Education data was just released, providing counts for test results in bins corresponding to letter grades. The bins are given by the partition $m=[m_0,m_1,...,m_k]$ of the numerical grade scale, the frequency within each bin by $z_j=\#\{x_i|m_{j-1}\leq x_i<m_j\},\ j=1,...,k$, where $x_i, i=1,...,n$ are the individual student scores and $z_j$ is the count of observations in each bin. Only $m$ and $(z_1,...,z_k)$ are reported, the raw scores $\{x_1,...,x_n\}$ are not released.
Of course one could calculate the overall mean by assuming $\bar\mu_j=\frac{m_j-m_{j-1}}{2}$ and then aggregating $$\bar\mu=\frac1n \sum_{j=1}^k z_j \bar\mu_j.$$ This implicitly assumes that the data are symmetrically distributed (e.g., uniform) within each bin, which is unreasonable given the unimodal nature of the overall distribution.
A similar naïve formula for the variance, $$\text{Var}(x)=\frac1{n-1} \sum_{j=1}^k z_j(\bar\mu_j-\bar\mu)^2,$$ would underestimate the true variance.

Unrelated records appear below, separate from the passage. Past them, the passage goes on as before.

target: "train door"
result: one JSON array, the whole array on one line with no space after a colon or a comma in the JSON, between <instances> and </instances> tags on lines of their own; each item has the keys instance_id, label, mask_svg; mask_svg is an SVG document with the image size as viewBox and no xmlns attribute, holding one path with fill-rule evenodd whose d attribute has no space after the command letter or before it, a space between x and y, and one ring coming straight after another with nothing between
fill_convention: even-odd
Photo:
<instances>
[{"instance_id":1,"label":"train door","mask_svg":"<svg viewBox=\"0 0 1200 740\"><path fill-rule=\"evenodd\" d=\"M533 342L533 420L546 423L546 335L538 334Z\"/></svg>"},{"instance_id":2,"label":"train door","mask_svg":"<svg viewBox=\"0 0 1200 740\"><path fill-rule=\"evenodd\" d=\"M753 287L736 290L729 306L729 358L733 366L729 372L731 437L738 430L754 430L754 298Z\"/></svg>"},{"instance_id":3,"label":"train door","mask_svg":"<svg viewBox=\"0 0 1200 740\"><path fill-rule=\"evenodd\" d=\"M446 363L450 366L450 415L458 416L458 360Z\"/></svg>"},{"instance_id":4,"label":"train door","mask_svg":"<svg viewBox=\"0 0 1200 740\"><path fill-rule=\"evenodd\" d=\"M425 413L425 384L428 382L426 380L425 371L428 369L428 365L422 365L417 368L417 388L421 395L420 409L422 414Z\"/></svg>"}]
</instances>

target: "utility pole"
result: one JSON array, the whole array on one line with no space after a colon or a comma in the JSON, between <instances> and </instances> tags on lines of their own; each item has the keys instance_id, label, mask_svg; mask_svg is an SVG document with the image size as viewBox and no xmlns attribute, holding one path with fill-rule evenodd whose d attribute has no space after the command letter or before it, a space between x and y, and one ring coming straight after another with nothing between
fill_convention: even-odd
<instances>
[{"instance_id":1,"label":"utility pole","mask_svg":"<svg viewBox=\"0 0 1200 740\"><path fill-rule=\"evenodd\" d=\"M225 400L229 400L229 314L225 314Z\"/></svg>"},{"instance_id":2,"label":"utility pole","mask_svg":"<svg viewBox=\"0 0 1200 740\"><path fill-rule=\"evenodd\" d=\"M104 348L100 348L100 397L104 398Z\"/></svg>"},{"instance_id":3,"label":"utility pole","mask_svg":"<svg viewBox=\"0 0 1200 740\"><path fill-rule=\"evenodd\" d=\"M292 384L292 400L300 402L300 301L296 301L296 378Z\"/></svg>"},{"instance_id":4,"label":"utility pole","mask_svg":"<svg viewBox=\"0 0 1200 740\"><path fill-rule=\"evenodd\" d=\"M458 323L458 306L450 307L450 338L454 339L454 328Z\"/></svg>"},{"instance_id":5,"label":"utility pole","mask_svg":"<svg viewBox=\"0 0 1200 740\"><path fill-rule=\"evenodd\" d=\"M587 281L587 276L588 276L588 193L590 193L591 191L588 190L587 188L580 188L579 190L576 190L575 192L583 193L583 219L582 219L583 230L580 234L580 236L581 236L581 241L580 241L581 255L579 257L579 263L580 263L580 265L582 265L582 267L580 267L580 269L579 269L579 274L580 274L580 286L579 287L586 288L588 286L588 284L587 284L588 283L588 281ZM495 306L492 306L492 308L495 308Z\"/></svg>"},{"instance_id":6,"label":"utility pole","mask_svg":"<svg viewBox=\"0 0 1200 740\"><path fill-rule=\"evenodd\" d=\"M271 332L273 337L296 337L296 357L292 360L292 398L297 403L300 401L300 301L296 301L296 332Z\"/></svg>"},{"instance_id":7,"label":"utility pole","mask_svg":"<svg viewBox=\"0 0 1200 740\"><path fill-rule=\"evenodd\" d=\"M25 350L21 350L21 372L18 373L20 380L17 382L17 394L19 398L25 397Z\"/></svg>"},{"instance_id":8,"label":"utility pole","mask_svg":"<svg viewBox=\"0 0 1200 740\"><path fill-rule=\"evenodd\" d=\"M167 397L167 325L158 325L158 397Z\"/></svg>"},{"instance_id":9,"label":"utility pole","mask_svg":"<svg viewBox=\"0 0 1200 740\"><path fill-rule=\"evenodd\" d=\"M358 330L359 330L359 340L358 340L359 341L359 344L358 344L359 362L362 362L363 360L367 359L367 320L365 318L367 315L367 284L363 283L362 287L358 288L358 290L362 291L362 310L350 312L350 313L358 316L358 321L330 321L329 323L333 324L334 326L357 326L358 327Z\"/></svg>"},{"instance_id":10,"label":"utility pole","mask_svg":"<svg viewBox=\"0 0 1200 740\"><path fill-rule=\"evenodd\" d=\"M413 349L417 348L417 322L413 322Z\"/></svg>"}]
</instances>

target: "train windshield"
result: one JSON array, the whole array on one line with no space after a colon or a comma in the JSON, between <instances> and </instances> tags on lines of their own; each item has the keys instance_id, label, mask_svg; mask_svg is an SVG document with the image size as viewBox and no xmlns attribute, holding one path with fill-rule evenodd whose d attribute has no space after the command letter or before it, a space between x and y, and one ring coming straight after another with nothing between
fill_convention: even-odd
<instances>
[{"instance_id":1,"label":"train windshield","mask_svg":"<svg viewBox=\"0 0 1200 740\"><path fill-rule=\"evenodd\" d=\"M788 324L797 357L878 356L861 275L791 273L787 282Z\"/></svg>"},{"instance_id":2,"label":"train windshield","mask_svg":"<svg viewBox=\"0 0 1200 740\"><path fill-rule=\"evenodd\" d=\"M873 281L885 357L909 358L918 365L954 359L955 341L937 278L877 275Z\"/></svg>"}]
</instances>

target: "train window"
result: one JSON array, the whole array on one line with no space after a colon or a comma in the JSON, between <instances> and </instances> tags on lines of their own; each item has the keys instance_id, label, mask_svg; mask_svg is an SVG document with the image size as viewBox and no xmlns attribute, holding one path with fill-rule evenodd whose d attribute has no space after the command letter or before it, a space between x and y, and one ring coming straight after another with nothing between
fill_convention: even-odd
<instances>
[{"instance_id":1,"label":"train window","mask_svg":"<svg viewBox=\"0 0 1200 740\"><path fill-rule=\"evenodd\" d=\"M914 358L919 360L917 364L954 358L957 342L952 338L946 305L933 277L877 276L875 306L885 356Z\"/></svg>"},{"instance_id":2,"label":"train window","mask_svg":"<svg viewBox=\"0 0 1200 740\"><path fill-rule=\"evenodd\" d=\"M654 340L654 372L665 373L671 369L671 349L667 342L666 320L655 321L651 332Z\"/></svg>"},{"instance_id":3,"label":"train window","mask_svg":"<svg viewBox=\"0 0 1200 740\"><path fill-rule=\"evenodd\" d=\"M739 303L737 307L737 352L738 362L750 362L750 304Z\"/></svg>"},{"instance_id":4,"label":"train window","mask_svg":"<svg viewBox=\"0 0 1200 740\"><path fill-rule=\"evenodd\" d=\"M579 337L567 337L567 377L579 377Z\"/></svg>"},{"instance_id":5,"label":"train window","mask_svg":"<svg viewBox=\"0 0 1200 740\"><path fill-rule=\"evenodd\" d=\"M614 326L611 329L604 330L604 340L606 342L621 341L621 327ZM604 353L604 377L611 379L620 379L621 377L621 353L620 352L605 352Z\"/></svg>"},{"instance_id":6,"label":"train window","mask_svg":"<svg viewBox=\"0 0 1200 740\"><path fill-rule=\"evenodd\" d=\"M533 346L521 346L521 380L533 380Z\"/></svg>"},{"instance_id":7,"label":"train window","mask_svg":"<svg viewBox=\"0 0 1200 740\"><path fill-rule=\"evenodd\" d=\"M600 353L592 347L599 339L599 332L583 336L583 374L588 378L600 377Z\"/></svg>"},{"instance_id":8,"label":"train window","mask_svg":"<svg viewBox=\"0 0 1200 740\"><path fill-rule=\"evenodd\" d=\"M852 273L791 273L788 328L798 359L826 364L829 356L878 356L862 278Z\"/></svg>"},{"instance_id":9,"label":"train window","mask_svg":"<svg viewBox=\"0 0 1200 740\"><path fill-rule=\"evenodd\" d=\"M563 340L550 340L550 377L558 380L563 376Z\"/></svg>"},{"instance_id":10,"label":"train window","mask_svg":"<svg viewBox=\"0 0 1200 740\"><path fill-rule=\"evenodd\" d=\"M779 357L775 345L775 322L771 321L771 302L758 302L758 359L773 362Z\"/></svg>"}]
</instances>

Assuming uniform distribution within each bin could be an improvement, but still ignores the fact that the the probability mass within each bin is likely higher at the boundary closer to the overall mean and lower at the bin boundary further away from the overall mean.
My hunch is that it would require either a parametric assumption for the overall distribution (which, given the data, I am reluctant to make) or estimating a kernel of some sort. Seems to me this is a fairly standard problem. Does someone have a solution?